MedWire News: Aggressive glucose lowering treatment to current target glycated hemoglobin (HbA1c) levels increases the incidence of severe hypoglycemia and fails to reduce the risk for vascular events compared with treating to more moderate targets, results of a meta-analysis indicate.
“Current guidelines recommend a target HbA1c level of 7.0% or less for most patients with diabetes,” note Meng Wei (Shanghai Jiao Tong University, China) and associates.
“Some believe that the lower the HbA1c level, the lower the risk for either microvascular or macrovascular complications,” say the authors. “However, this belief is not based on a systematic review of the available evidence.”
Accordingly, Wei and team searched various literature databases for randomized, controlled trials that compared vascular outcomes with intensive versus standard glycemic control in individuals with Type 2 diabetes.
The authors identified eight relevant studies, including the ACCORD and UKPDS trials, involving a total of over 32,000 patients.
In three studies where the intensive glycemic control target HbA1c was <7.0% compared with 7.0–8.5% in the standard therapy group, there was no difference in combined macrovascular events, cardiac events, or stroke between the two treatments, nor in the microvascular endpoints of nephropathy, retinopathy, or neuropathy. However, there was a higher rate of hypoglycemia among intensively treated than in standard therapy patients (relative risk [RR]=2.34).

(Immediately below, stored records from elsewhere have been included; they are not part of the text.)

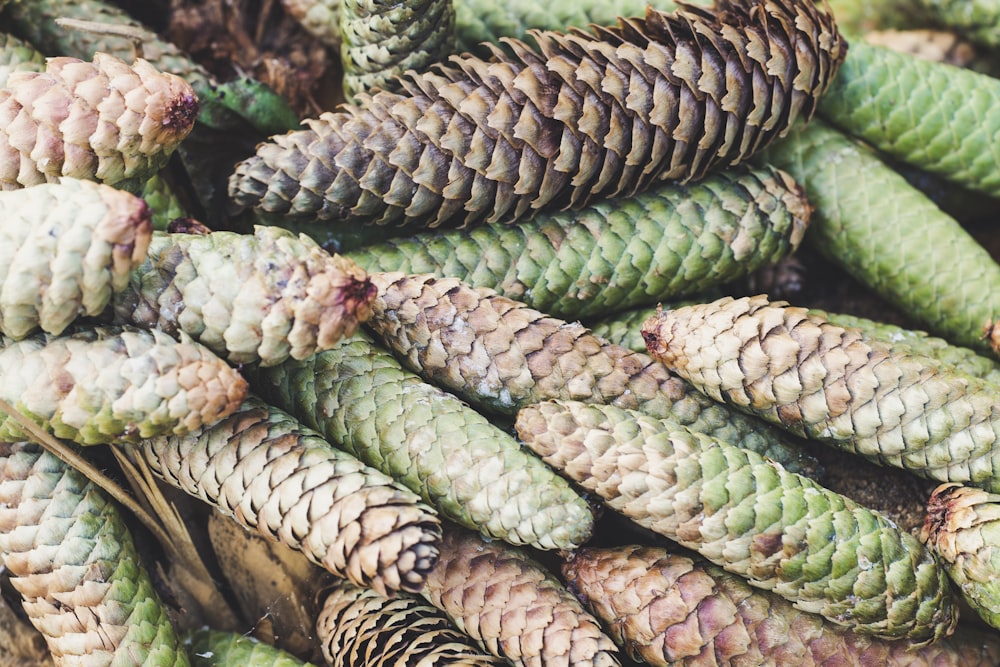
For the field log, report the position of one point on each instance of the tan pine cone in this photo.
(588, 115)
(104, 120)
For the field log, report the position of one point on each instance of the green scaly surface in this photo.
(673, 241)
(880, 229)
(781, 531)
(66, 546)
(937, 117)
(215, 648)
(360, 398)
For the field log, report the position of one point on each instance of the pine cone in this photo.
(963, 528)
(358, 627)
(64, 247)
(829, 383)
(667, 609)
(381, 40)
(106, 385)
(589, 115)
(283, 480)
(780, 531)
(73, 560)
(262, 297)
(104, 121)
(513, 606)
(500, 355)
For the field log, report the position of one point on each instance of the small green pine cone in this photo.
(284, 481)
(262, 297)
(320, 18)
(163, 202)
(879, 233)
(472, 472)
(106, 121)
(109, 385)
(513, 606)
(72, 558)
(381, 40)
(963, 528)
(669, 610)
(979, 20)
(64, 247)
(781, 531)
(357, 626)
(829, 383)
(500, 355)
(672, 241)
(17, 55)
(879, 93)
(216, 648)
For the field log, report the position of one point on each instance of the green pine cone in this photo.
(937, 117)
(381, 40)
(876, 226)
(221, 104)
(672, 241)
(830, 383)
(64, 248)
(17, 55)
(963, 528)
(110, 385)
(261, 297)
(72, 558)
(781, 531)
(362, 400)
(216, 648)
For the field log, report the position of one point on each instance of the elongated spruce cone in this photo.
(106, 121)
(71, 557)
(64, 247)
(505, 600)
(262, 297)
(283, 480)
(667, 609)
(831, 384)
(357, 626)
(589, 115)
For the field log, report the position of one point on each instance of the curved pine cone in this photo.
(588, 115)
(106, 121)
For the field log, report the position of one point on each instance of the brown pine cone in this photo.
(588, 115)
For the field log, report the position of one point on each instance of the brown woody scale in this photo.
(668, 609)
(587, 116)
(104, 120)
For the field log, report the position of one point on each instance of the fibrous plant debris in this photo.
(104, 120)
(588, 115)
(64, 248)
(284, 481)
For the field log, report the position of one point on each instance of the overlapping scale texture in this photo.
(64, 248)
(781, 531)
(70, 555)
(283, 480)
(829, 383)
(104, 120)
(586, 116)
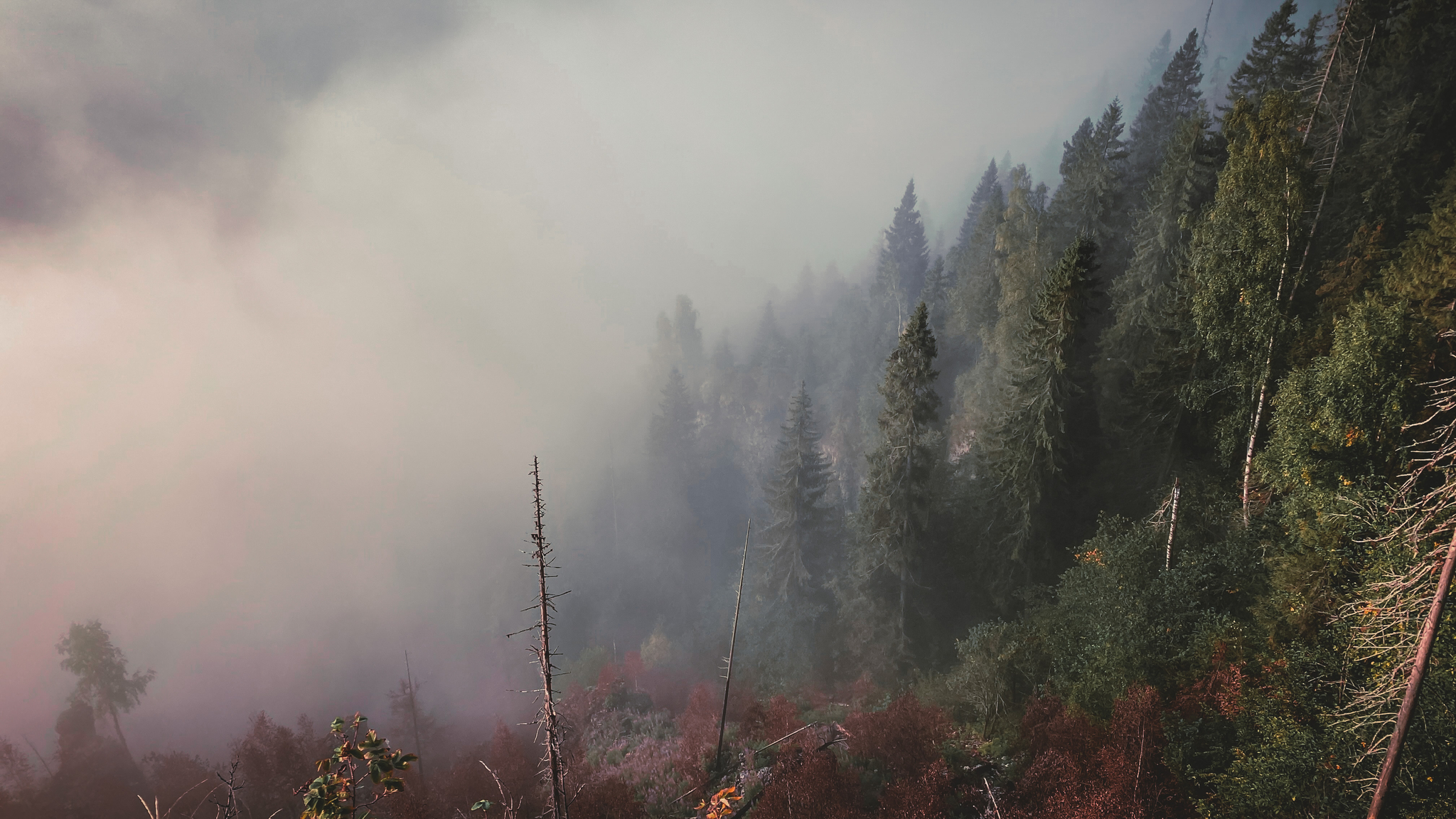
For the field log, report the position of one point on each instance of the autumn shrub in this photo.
(904, 738)
(179, 783)
(276, 759)
(771, 723)
(518, 767)
(1078, 769)
(808, 783)
(608, 798)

Meanwhile in five studies in which target HbA1c levels ranged from 7.0% to 7.9% in intensively treated patients compared with 7.6% to 9.4% in patients receiving standard therapy, there was again no difference between groups in macrovascular events, but lower rates of nephropathy (RR=0.43), retinopathy (RR=0.68), and autonomic neuropathy (RR=0.56) were observed with intensive therapy in two, three, and one study, respectively. These reductions in microvascular events apparently occurred without any increase in hypoglycemia rate, which was found to be no different between treatment groups in three studies.
Writing in the journal Nutrition, Metabolism, and Cardiovascular Diseases, the authors say that their findings are robust, as all data came from well-designed and conducted trials.
They note, however, that the participants in the studies were relatively young, with an average age of 59 years, and almost all had had diabetes for many years.
The researchers therefore say: “It is still unclear whether the conclusions of this analysis are applicable to older people and to patients with newly diagnosed Type 2 diabetes mellitus.”
They add: “In the future, we need more large-scale studies enrolled with more older patients or patients with newly diagnosed Type 2 diabetes mellitus.”